By R&D Editors | January 8, 2014

Tiny dwarf galaxies can host massive black holes, according to researchers from Yale, Princeton and the National Radio Astronomy Observatory. Depicted here is NGC4395, a low mass galaxy with a known central black hole. Image courtesy of the researchers. Dwarf galaxies may be small, but astronomers now know that they can hold massive black holes.

Yale Univ. astronomer Marla Geha and collaborators have identified more than 100 dwarf galaxies that show signs of hosting massive black holes, a discovery that challenges the idea that they exist only in much bigger galaxies.

“These galaxies are comparable in size to the Magellanic Clouds, dwarf satellite galaxies of the Milky Way,” said Geha, assoc. prof. of astronomy. “Previously, such galaxies were thought to be too small to have such massive black holes.”

Dwarf galaxies are small, faint, low-mass galaxies with relatively few stars compared with, say, the Milky Way, Earth’s home galaxy. Black holes are points in space where matter is packed so densely that light itself cannot escape; massive black holes are an extreme form of black hole.

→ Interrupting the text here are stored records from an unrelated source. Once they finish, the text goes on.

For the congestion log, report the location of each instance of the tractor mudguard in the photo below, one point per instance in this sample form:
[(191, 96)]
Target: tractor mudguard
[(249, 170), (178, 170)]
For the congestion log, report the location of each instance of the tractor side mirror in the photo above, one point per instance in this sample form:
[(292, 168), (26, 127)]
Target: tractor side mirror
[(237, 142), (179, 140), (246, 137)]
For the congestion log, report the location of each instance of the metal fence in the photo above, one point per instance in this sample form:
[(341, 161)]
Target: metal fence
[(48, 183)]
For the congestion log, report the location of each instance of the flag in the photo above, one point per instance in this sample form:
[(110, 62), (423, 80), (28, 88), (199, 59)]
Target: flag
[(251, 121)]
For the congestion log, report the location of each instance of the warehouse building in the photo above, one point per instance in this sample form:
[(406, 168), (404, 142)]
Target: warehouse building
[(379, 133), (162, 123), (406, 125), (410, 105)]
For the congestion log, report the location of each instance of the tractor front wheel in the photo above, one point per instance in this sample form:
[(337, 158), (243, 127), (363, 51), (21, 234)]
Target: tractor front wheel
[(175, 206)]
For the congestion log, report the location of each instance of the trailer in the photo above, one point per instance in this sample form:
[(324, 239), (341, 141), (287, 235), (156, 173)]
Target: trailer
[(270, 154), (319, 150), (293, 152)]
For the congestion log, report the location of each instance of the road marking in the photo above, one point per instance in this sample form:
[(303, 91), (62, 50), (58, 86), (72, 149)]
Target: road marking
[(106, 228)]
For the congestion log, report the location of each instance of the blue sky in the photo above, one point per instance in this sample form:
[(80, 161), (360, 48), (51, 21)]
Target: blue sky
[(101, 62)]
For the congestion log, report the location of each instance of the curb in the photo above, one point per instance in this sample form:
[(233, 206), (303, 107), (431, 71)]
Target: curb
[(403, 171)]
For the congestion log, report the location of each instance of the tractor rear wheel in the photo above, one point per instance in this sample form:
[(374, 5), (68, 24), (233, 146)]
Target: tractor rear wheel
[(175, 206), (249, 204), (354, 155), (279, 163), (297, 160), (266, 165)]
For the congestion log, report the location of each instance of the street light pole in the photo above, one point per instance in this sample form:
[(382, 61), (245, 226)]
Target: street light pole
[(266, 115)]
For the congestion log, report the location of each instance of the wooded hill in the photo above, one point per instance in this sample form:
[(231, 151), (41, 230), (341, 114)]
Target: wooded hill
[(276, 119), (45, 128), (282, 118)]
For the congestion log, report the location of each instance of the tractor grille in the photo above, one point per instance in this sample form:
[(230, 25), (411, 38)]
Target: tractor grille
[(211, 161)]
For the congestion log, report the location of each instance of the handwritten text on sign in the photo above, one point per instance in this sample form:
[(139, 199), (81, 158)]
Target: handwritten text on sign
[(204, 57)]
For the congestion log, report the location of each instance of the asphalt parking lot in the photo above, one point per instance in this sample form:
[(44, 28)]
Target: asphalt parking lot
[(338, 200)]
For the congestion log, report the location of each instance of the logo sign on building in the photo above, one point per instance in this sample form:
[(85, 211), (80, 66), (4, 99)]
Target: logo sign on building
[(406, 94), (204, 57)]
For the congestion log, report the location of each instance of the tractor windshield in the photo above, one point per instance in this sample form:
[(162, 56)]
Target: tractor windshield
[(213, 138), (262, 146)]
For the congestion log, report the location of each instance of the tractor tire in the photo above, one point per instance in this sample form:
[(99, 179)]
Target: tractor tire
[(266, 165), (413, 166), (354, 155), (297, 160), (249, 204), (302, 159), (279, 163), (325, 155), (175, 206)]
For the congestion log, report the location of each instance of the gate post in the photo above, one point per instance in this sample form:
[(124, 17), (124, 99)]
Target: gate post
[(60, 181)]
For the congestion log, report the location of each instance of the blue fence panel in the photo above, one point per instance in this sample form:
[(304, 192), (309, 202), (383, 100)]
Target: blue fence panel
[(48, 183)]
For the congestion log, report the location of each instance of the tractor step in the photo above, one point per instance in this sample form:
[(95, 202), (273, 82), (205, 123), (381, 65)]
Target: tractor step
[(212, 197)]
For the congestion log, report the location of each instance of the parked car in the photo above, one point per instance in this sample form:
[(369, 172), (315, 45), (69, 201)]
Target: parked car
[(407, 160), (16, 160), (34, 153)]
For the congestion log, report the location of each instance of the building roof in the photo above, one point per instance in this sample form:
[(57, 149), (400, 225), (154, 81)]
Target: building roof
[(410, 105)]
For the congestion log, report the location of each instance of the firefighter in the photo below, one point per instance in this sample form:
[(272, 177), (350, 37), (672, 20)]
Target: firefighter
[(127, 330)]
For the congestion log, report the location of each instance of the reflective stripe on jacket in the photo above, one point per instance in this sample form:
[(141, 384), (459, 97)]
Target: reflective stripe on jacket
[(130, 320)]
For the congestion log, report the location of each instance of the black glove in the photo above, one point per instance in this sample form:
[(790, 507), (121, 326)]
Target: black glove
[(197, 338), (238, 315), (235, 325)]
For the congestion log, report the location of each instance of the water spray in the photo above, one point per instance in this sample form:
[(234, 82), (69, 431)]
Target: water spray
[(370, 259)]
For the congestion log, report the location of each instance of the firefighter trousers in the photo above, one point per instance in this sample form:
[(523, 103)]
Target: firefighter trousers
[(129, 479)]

Geha and collaborators at the National Radio Astronomy Observatory (NRAO) and Princeton Univ. presented their findings during the American Astronomical Society’s annual meeting in Washington, D.C.

The scientists said that patterns of light emission from many of the galaxies suggest the presence of massive black holes. The black holes in the study are about 100,000 times the mass of Earth’s sun—massive, but vastly less dense than black holes seen in larger galaxies.

The research also offers new evidence for the origin of supermassive black holes, researchers said.

The team’s work is based on data from the Sloan Digital Sky Survey.